Em síntese, o secretário nacional de Justiça disse que o ministro tinha lido o artigo e iria para Mônaco imediatamente. Pediu algumas informações e, por último, pergunto que hora era em Roma. Desculpou-se, quando soube.

Vários desinformados sobre as mudanças que ocorriam em Mônaco partiram para gozações, tipo “turismo do ministro”. E agora, que a extradição foi concedida pela Justiça e referendada pelo príncipe Alberto II ? ? ?

PANO RÁPIDO.
Como já frisado, o Brasil, agora, deverá ficar mais atento do que nunca. O Cacciola bateu às portas da Corte de Direitos Humanos da União Européia.

A Corte de Estrasburgo poderá mudar o quadro, até agora desfavorável a Cacciola.

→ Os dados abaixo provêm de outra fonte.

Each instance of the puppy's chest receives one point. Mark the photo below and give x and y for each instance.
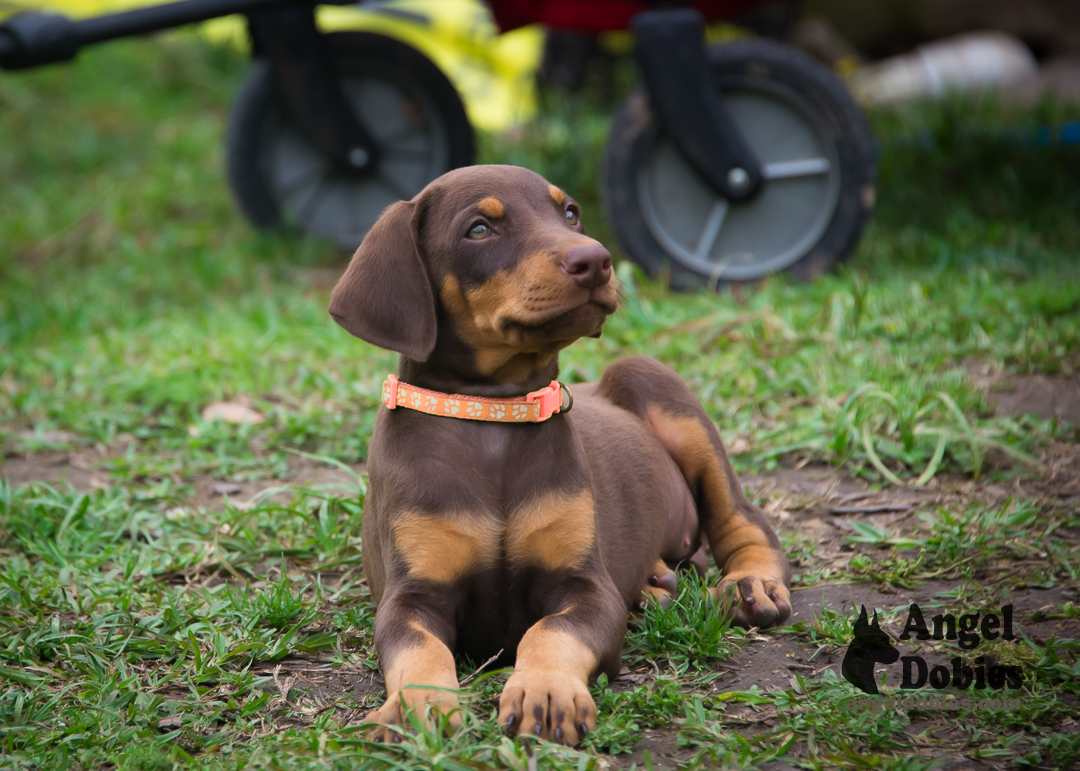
(507, 500)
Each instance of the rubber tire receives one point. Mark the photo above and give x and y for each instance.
(257, 105)
(636, 130)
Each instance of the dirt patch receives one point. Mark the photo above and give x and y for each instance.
(1044, 395)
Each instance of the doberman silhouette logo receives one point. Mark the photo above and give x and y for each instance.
(868, 646)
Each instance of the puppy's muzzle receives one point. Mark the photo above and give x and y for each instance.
(589, 265)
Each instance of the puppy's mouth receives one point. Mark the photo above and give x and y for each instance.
(584, 320)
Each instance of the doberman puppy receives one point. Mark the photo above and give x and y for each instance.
(513, 531)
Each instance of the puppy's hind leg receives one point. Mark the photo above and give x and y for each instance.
(661, 585)
(742, 541)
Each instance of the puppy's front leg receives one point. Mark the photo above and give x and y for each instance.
(417, 665)
(548, 694)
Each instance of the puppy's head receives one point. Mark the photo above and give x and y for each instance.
(488, 262)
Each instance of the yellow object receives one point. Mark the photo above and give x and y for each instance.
(493, 72)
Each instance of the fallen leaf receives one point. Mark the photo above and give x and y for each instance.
(232, 413)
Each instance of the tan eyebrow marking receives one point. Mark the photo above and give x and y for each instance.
(491, 207)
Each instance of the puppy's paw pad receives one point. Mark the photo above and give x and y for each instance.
(751, 600)
(548, 704)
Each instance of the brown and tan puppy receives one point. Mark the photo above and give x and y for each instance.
(532, 538)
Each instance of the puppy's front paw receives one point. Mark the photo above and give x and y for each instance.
(548, 704)
(390, 719)
(754, 600)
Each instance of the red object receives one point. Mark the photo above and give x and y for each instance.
(595, 15)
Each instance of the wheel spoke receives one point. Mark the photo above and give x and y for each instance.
(786, 170)
(711, 230)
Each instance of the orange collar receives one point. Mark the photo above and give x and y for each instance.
(532, 408)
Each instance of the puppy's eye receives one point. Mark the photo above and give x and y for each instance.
(478, 231)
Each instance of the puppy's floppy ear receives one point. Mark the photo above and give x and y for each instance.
(386, 296)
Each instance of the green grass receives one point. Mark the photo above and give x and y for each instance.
(139, 630)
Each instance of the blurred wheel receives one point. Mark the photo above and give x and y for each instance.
(281, 179)
(818, 161)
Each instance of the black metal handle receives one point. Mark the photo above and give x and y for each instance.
(34, 39)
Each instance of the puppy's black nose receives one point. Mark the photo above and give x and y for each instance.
(589, 265)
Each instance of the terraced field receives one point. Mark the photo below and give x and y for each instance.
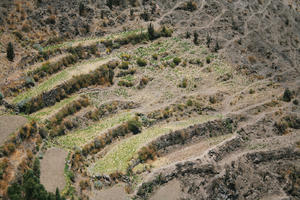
(155, 112)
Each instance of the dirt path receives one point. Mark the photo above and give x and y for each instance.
(188, 152)
(9, 124)
(170, 191)
(117, 192)
(52, 169)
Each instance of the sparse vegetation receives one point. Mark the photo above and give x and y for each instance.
(141, 62)
(287, 95)
(183, 83)
(177, 60)
(10, 54)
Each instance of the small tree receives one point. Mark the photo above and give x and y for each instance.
(109, 3)
(10, 52)
(81, 9)
(36, 167)
(196, 38)
(287, 95)
(151, 32)
(217, 47)
(208, 40)
(57, 194)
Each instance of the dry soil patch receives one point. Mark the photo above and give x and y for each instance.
(9, 124)
(52, 169)
(170, 191)
(116, 192)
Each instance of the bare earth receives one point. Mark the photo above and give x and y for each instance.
(52, 169)
(9, 124)
(117, 192)
(170, 191)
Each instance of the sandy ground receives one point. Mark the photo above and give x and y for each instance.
(9, 124)
(170, 191)
(115, 193)
(52, 169)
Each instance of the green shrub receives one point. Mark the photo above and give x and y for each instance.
(208, 60)
(125, 83)
(141, 62)
(183, 83)
(151, 32)
(10, 54)
(287, 95)
(143, 82)
(126, 72)
(191, 6)
(124, 65)
(189, 102)
(81, 9)
(196, 38)
(155, 56)
(177, 60)
(134, 126)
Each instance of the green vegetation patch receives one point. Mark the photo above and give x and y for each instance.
(46, 112)
(117, 159)
(52, 81)
(81, 137)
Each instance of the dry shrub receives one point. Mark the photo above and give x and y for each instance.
(26, 27)
(84, 184)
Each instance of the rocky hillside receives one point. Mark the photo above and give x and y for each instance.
(140, 99)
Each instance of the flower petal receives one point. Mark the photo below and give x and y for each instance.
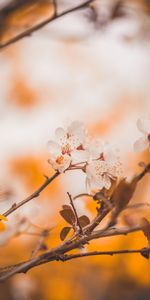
(61, 135)
(141, 144)
(54, 148)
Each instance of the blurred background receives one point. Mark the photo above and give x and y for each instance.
(92, 65)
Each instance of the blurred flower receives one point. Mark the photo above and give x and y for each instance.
(102, 170)
(69, 147)
(2, 225)
(144, 142)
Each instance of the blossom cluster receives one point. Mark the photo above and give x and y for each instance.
(73, 149)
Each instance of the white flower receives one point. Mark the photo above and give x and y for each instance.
(143, 142)
(100, 172)
(69, 147)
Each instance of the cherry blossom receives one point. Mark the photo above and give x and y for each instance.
(69, 147)
(102, 170)
(143, 142)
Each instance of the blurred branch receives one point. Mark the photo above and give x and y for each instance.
(78, 241)
(59, 253)
(56, 16)
(111, 253)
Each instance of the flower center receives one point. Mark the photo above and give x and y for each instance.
(60, 160)
(66, 149)
(80, 147)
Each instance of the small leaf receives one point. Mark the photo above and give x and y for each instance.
(121, 197)
(68, 215)
(84, 221)
(64, 233)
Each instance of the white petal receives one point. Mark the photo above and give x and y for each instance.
(79, 156)
(61, 135)
(54, 148)
(75, 126)
(106, 181)
(141, 144)
(144, 125)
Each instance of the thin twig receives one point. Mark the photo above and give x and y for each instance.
(59, 252)
(75, 212)
(29, 31)
(32, 196)
(111, 253)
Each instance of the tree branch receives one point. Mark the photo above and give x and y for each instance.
(59, 252)
(35, 28)
(111, 253)
(32, 196)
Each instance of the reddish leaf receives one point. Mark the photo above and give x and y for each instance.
(121, 197)
(146, 228)
(68, 215)
(84, 221)
(64, 233)
(145, 253)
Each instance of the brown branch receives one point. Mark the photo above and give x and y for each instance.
(75, 212)
(29, 31)
(111, 253)
(59, 252)
(32, 196)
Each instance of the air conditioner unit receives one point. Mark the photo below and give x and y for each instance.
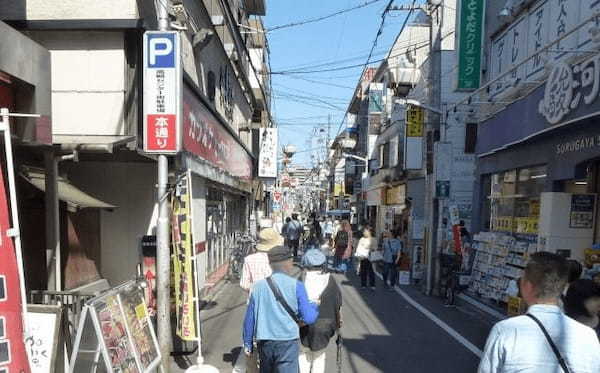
(217, 20)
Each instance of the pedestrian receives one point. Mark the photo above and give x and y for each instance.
(366, 245)
(545, 339)
(284, 231)
(392, 249)
(322, 289)
(278, 304)
(256, 267)
(582, 303)
(343, 247)
(328, 230)
(294, 233)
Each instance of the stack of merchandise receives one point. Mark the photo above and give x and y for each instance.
(499, 258)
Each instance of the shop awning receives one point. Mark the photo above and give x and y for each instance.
(92, 142)
(67, 192)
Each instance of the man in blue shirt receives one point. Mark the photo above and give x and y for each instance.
(267, 321)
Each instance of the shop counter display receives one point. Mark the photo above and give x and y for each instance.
(499, 258)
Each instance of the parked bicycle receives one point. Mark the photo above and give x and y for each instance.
(244, 245)
(452, 279)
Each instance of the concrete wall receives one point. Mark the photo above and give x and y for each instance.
(88, 81)
(68, 9)
(131, 187)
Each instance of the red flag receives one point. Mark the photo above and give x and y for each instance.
(12, 347)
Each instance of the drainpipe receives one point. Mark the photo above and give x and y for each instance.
(163, 255)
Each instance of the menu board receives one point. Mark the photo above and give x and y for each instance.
(116, 326)
(139, 327)
(115, 335)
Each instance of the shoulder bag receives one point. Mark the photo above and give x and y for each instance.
(561, 360)
(282, 301)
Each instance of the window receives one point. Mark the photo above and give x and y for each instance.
(470, 138)
(513, 204)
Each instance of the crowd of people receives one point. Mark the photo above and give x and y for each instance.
(290, 319)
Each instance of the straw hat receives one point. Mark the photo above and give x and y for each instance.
(268, 238)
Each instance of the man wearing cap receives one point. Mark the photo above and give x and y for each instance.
(267, 321)
(322, 289)
(256, 266)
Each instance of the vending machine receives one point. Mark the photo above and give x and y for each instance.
(567, 223)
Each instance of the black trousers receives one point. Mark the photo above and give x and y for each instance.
(366, 272)
(294, 244)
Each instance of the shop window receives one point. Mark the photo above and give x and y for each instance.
(470, 138)
(514, 200)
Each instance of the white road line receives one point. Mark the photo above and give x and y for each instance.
(453, 333)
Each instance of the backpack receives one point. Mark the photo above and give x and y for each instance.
(341, 239)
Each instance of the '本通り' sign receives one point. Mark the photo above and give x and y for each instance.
(469, 50)
(162, 92)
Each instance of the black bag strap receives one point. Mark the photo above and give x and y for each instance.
(561, 360)
(282, 301)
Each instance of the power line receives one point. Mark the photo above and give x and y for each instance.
(417, 46)
(321, 18)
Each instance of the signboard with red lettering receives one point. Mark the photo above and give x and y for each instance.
(13, 357)
(162, 92)
(205, 137)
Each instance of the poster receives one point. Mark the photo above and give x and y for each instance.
(114, 334)
(267, 160)
(137, 319)
(582, 211)
(12, 350)
(183, 266)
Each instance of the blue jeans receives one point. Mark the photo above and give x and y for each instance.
(279, 356)
(390, 272)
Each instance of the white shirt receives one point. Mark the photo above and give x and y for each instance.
(315, 283)
(518, 344)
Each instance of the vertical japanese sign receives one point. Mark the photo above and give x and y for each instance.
(162, 92)
(413, 139)
(12, 349)
(469, 47)
(183, 263)
(267, 160)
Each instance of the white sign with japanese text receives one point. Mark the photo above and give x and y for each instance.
(162, 92)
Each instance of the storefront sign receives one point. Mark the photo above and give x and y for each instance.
(267, 161)
(582, 211)
(469, 47)
(413, 139)
(205, 137)
(396, 195)
(162, 92)
(442, 189)
(183, 262)
(12, 350)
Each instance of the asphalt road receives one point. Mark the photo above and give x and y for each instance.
(383, 331)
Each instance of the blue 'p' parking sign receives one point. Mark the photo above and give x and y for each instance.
(161, 50)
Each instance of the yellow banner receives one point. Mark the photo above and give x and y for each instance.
(183, 267)
(415, 119)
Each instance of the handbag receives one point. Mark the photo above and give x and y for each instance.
(362, 251)
(561, 361)
(376, 256)
(282, 301)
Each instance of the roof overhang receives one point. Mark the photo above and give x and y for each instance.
(75, 198)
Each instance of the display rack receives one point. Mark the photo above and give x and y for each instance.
(499, 258)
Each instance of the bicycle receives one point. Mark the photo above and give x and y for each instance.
(244, 245)
(451, 277)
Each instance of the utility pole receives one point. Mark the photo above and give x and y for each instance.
(163, 253)
(436, 14)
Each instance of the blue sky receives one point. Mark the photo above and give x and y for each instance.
(337, 42)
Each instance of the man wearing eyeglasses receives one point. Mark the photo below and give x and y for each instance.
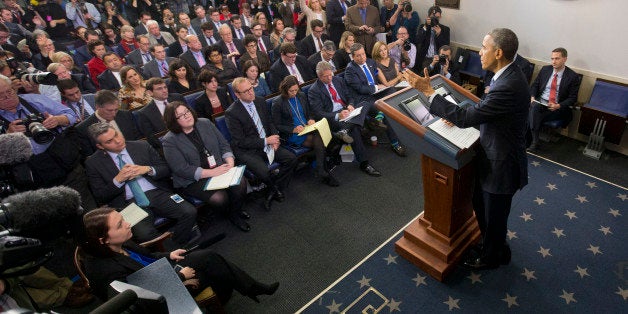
(255, 141)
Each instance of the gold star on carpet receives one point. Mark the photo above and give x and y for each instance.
(364, 282)
(334, 307)
(390, 259)
(614, 212)
(582, 271)
(544, 252)
(594, 249)
(511, 300)
(526, 217)
(420, 280)
(591, 184)
(529, 274)
(571, 215)
(605, 230)
(558, 232)
(568, 297)
(475, 278)
(453, 303)
(394, 305)
(581, 199)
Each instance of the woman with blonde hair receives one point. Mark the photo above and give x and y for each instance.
(133, 93)
(388, 73)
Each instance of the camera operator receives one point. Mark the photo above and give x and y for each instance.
(82, 13)
(402, 50)
(430, 37)
(55, 160)
(443, 65)
(407, 17)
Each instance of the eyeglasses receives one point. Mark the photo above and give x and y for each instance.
(186, 114)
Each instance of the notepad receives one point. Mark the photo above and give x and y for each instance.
(225, 180)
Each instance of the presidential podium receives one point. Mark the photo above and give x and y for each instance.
(436, 241)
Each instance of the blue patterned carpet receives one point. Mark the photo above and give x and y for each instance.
(569, 240)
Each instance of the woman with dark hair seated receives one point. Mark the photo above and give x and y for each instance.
(181, 78)
(196, 151)
(252, 53)
(291, 113)
(111, 255)
(251, 72)
(225, 69)
(214, 100)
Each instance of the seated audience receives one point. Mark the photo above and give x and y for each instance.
(107, 110)
(556, 87)
(196, 151)
(215, 100)
(255, 141)
(181, 78)
(133, 93)
(224, 69)
(253, 53)
(121, 173)
(447, 67)
(291, 112)
(150, 118)
(252, 73)
(388, 73)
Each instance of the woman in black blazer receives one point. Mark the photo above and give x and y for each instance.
(110, 255)
(196, 151)
(291, 113)
(214, 100)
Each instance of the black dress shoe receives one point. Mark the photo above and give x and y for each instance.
(370, 170)
(238, 222)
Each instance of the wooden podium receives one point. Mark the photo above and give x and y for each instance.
(436, 241)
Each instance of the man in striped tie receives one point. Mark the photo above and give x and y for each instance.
(255, 141)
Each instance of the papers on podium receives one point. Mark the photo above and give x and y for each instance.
(225, 180)
(462, 138)
(322, 126)
(133, 214)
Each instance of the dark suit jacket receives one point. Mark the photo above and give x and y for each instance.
(125, 121)
(357, 82)
(282, 114)
(502, 116)
(183, 156)
(244, 136)
(203, 106)
(278, 71)
(567, 90)
(308, 46)
(151, 69)
(150, 121)
(106, 80)
(321, 102)
(85, 84)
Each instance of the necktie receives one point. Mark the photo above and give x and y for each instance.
(140, 197)
(334, 95)
(261, 46)
(369, 77)
(553, 88)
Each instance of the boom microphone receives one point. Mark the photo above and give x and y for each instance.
(35, 213)
(14, 148)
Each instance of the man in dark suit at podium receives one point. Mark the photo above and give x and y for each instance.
(556, 87)
(502, 166)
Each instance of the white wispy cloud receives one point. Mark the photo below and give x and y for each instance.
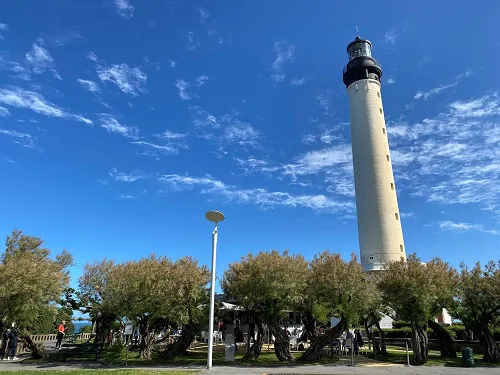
(4, 112)
(126, 196)
(129, 80)
(391, 36)
(168, 135)
(327, 136)
(112, 125)
(285, 54)
(298, 81)
(203, 14)
(202, 118)
(92, 56)
(437, 90)
(20, 98)
(3, 27)
(465, 227)
(261, 197)
(193, 44)
(241, 133)
(125, 177)
(155, 149)
(407, 215)
(15, 69)
(124, 8)
(22, 139)
(452, 158)
(41, 61)
(91, 86)
(319, 160)
(183, 86)
(324, 100)
(432, 92)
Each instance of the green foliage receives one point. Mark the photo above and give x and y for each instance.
(400, 324)
(416, 290)
(267, 283)
(31, 282)
(341, 287)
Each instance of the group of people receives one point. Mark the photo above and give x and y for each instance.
(8, 348)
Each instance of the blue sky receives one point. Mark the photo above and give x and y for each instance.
(123, 121)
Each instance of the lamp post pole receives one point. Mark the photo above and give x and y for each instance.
(215, 217)
(212, 299)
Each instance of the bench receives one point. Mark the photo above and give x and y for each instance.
(70, 350)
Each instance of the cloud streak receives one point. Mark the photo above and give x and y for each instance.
(19, 98)
(263, 198)
(466, 227)
(129, 80)
(124, 8)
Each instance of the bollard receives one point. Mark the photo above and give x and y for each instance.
(352, 353)
(407, 355)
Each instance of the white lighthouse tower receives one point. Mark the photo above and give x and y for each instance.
(379, 221)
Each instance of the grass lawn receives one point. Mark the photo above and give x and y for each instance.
(100, 372)
(398, 355)
(198, 357)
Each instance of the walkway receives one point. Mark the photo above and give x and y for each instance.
(365, 367)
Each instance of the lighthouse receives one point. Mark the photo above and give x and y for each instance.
(379, 221)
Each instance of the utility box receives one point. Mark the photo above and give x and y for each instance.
(230, 348)
(468, 357)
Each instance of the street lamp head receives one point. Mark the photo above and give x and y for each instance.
(214, 216)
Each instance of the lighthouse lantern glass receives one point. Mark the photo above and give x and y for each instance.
(358, 49)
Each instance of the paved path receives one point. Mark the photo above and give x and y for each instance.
(338, 369)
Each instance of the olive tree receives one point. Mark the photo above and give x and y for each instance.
(342, 289)
(31, 281)
(266, 284)
(415, 291)
(479, 304)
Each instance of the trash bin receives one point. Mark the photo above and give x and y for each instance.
(468, 357)
(229, 347)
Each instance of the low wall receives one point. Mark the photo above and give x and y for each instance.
(39, 339)
(434, 344)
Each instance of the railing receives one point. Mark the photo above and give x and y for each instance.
(350, 64)
(39, 339)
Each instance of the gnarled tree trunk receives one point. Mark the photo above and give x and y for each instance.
(309, 328)
(281, 343)
(419, 344)
(253, 351)
(183, 342)
(313, 353)
(445, 340)
(491, 351)
(381, 348)
(147, 343)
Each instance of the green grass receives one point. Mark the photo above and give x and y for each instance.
(398, 355)
(100, 372)
(117, 355)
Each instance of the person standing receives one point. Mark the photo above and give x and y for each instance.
(60, 334)
(12, 346)
(3, 348)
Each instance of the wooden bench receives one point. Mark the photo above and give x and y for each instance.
(71, 350)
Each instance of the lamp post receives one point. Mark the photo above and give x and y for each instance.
(215, 217)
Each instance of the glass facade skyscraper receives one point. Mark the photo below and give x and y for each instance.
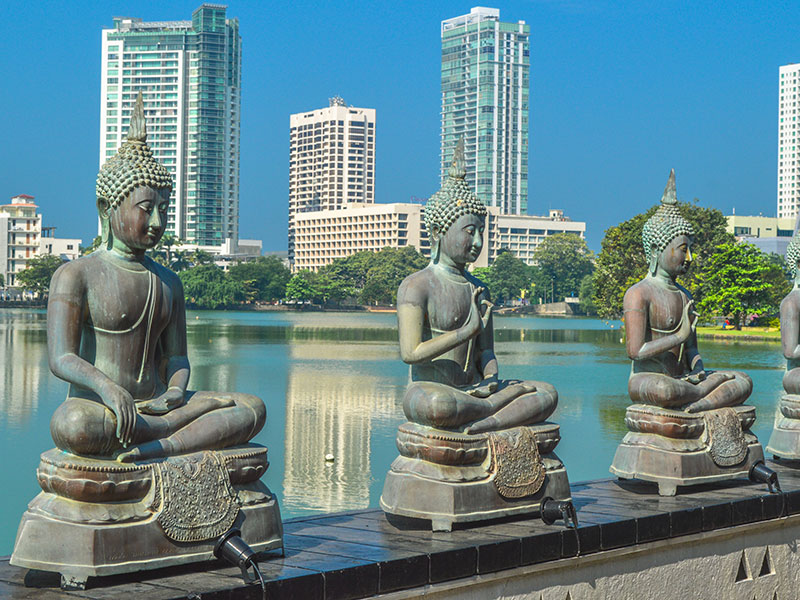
(190, 75)
(485, 93)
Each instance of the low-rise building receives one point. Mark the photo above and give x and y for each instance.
(322, 236)
(67, 249)
(20, 236)
(523, 233)
(770, 234)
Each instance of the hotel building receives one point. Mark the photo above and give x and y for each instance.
(331, 161)
(788, 142)
(190, 75)
(485, 95)
(325, 235)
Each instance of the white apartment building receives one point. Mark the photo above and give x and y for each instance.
(331, 160)
(485, 76)
(324, 235)
(523, 233)
(788, 141)
(189, 73)
(20, 234)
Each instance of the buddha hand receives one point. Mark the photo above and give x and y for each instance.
(122, 405)
(485, 388)
(172, 398)
(688, 321)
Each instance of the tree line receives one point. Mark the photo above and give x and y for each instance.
(727, 278)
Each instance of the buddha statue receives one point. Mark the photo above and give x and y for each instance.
(146, 473)
(475, 446)
(785, 439)
(688, 425)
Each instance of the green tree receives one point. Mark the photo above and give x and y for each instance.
(739, 280)
(208, 286)
(265, 277)
(563, 259)
(621, 261)
(509, 276)
(303, 286)
(586, 295)
(389, 267)
(38, 272)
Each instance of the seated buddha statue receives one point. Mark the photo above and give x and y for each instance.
(464, 423)
(785, 439)
(134, 444)
(679, 407)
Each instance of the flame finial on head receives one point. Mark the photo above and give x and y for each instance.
(137, 131)
(133, 164)
(666, 224)
(670, 196)
(454, 199)
(458, 169)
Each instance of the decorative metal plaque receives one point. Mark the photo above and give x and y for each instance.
(197, 500)
(725, 437)
(518, 467)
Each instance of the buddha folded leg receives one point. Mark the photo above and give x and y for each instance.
(514, 403)
(719, 389)
(205, 421)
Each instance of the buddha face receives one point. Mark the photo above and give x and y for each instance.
(139, 221)
(463, 241)
(677, 256)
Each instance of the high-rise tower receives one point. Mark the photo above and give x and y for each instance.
(190, 75)
(788, 142)
(485, 90)
(331, 160)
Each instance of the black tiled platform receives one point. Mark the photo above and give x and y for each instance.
(360, 553)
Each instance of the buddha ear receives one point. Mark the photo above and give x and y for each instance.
(104, 212)
(652, 267)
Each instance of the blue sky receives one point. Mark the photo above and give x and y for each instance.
(620, 93)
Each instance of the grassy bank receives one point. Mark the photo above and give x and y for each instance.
(758, 334)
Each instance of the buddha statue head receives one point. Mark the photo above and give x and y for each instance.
(793, 253)
(666, 233)
(454, 216)
(133, 191)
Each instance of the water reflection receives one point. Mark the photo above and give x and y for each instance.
(23, 338)
(333, 383)
(330, 412)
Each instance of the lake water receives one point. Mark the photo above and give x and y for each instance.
(334, 382)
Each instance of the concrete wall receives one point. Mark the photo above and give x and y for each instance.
(759, 561)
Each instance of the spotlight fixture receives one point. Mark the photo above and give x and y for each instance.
(235, 550)
(761, 473)
(553, 510)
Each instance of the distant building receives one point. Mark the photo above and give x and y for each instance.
(66, 249)
(331, 160)
(788, 142)
(771, 234)
(485, 100)
(190, 75)
(20, 234)
(523, 233)
(322, 236)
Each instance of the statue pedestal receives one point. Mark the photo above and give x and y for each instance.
(673, 448)
(100, 517)
(785, 439)
(447, 477)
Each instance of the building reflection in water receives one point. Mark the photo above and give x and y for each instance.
(335, 396)
(24, 367)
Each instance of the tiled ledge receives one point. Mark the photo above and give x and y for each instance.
(360, 554)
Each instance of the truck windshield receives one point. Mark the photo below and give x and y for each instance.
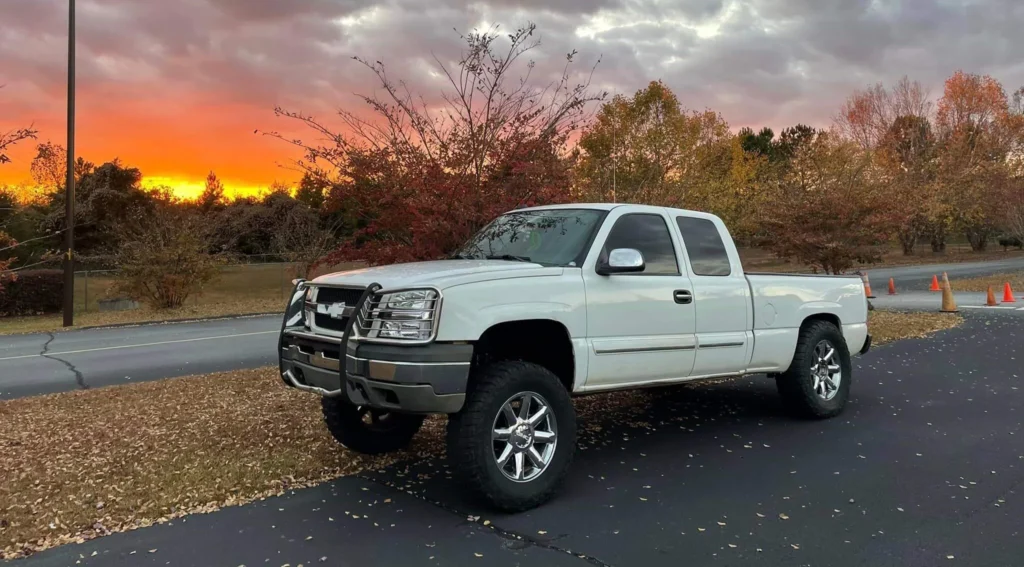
(548, 236)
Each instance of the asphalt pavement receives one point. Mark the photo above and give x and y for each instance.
(47, 362)
(925, 468)
(40, 363)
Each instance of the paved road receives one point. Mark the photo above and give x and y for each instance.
(920, 277)
(926, 468)
(86, 358)
(40, 363)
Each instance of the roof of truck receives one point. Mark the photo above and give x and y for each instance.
(610, 206)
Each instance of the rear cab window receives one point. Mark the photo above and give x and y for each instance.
(705, 247)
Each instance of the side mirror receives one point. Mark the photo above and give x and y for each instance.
(622, 260)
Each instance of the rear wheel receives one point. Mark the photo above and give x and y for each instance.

Portanto, o Brasil, pelo ministério da Justiça deveria providenciar, na Corte de Estrasburgo, contestação à reclamação de Cacciola.

Pelo que se sabe, Cacciola investe em duas teses. Na principal, acima mencionada. fala de superlotação carcerária e presídios dominados pelo crime organizado, situações que colocariam em risco a sua integridade. Integridade de um cidadão da comunidade européia, pois Cacciola é italiano.

A segunda tese, é a violação ao direito de ampla defesa. Nessa, a Corte tem jurisprudência de que, quem foge de um país onde vigora em plenitude o Estado de Direito, assume as conseqüências da contumácia. No caso, Caciolla tem advogado constituído e o código de processo penal brasileiro e a Constituição da República oferecem ampla defesa. Aliás, o processo fica suspenso quando não se consegue citar o réu-acusado, mas este não é o caso de Cacciola: foi citado e solto.

Uma vez extraditado, espera-se que se torne colaborador de Justiça e, pelas delações, obtenha legais vantagens. O Brasil adotou o direito-premial aos delatores.

Por outro lado, tardam as tentativas, por parte do Brasil, de recuperar os ativos de Cacciola, com base no tratado de cooperação entre Brasil e Itália.